Previously I could train a 512/512 embedding and use the "Read parameters" option on the SD1.4 checkpoint. The message I get states 512mb additional VRAM is needed. For experimentation, I lowered the 512 values and the embedding began to train. However, when it tried to generate an image mid-training, the CUDA memory issue occurred again.
It is worth noting that I'm able to use regular prompts as well as the embedding that was terminated early after running out of memory. So this might be helpful in determining what the cause is.
Same here, as suggested using a less extreme upscale option worked. However, it is considerably slower still. having different highers fix back ends is nice and might yield better results, but why is this the only option? Why not add both?
What is the last known commit that doesn't have this change? I think I'll switch back for that in the time being.
The currently Hires. Fix seems to be tuned much more for higher end cards. It would be very helpful if there was a way to tuned the Hires. Fix to the previous settings, either a direct option or an update to the wiki, for 8GB and lower cards.
For now you could always checkout a previous version:
git checkout fd4461d44c7256d56889f5b5ed9fb660a859172f
This is the one I'm using for the time being as I find the system pretty much unusable as it is now.
Yes, I use xformers. What do you mean by image size limit?

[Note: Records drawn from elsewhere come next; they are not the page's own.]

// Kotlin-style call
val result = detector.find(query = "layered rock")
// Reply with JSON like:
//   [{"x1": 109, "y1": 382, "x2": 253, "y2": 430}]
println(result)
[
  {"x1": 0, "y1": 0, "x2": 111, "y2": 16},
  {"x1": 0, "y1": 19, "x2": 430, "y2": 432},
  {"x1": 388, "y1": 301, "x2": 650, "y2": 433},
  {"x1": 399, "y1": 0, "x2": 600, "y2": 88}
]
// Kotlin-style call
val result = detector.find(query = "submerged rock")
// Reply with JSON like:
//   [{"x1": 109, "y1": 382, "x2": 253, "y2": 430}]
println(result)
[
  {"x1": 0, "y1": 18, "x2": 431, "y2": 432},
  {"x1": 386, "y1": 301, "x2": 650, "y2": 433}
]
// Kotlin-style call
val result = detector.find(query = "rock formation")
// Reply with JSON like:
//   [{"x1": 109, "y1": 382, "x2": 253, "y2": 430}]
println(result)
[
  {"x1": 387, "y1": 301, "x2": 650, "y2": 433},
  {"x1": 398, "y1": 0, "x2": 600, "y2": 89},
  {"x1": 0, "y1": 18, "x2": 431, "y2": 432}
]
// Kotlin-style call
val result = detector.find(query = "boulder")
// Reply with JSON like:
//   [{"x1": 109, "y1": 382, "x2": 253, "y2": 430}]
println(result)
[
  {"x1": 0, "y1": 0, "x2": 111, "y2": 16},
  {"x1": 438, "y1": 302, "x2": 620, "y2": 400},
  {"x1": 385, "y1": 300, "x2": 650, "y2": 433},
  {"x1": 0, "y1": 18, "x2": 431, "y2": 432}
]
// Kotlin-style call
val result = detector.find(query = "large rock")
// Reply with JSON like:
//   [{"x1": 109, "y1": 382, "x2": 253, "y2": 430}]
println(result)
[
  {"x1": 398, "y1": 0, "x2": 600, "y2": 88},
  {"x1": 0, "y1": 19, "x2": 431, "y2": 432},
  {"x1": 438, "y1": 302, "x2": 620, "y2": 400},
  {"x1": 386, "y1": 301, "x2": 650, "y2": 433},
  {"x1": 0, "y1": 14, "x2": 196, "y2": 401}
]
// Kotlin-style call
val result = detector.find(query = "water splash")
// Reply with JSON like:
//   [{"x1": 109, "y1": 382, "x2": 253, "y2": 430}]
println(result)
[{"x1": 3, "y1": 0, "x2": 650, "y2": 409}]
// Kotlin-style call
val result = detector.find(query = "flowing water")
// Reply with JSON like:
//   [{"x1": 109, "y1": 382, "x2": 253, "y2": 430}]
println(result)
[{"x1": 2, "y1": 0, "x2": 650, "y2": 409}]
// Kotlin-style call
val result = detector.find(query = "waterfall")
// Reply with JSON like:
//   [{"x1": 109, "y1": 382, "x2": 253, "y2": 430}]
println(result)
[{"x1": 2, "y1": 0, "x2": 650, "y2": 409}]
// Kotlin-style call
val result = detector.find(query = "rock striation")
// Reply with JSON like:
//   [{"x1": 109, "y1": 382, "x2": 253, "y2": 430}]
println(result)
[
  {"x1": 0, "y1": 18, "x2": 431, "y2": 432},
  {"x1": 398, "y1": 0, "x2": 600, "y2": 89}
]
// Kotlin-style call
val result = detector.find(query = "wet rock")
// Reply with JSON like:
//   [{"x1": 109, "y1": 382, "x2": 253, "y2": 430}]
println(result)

I have the same issue. Found it while using Hi-res fix. I completely understand how to use it, that's not the issue. Now I run out of vram for the same batch sizes/dimensions as before @lolxdmainkaisemaanlu also pointed out the same except they are not even using hi-res. I just happened to notice it on hi-res. Its an independent issue from hi-res fix it seems. reverting fd4461d as well curtousy to @DrGunnarMallon
For now you could always checkout a previous version:
git checkout fd4461d
This is the one I'm using for the time being as I find the system pretty much unusable as it is now.
I'm running A1111 on a 2060 Super, so 8GB of VRAM.
I had a bit of a workflow to do a couple of 512x512 low-level passes, and then bumped it up to 768 to start getting in detail, finally finishing off and upscaling to 1024. I've been doing passes of this process for almost a week (I've been making daily "Twelve Days of Christmas" images).
Even on my older card, it works. Now, even going from 512 to 768 with just 50 steps it just wrecks. I currently cannot render anything at 768x768.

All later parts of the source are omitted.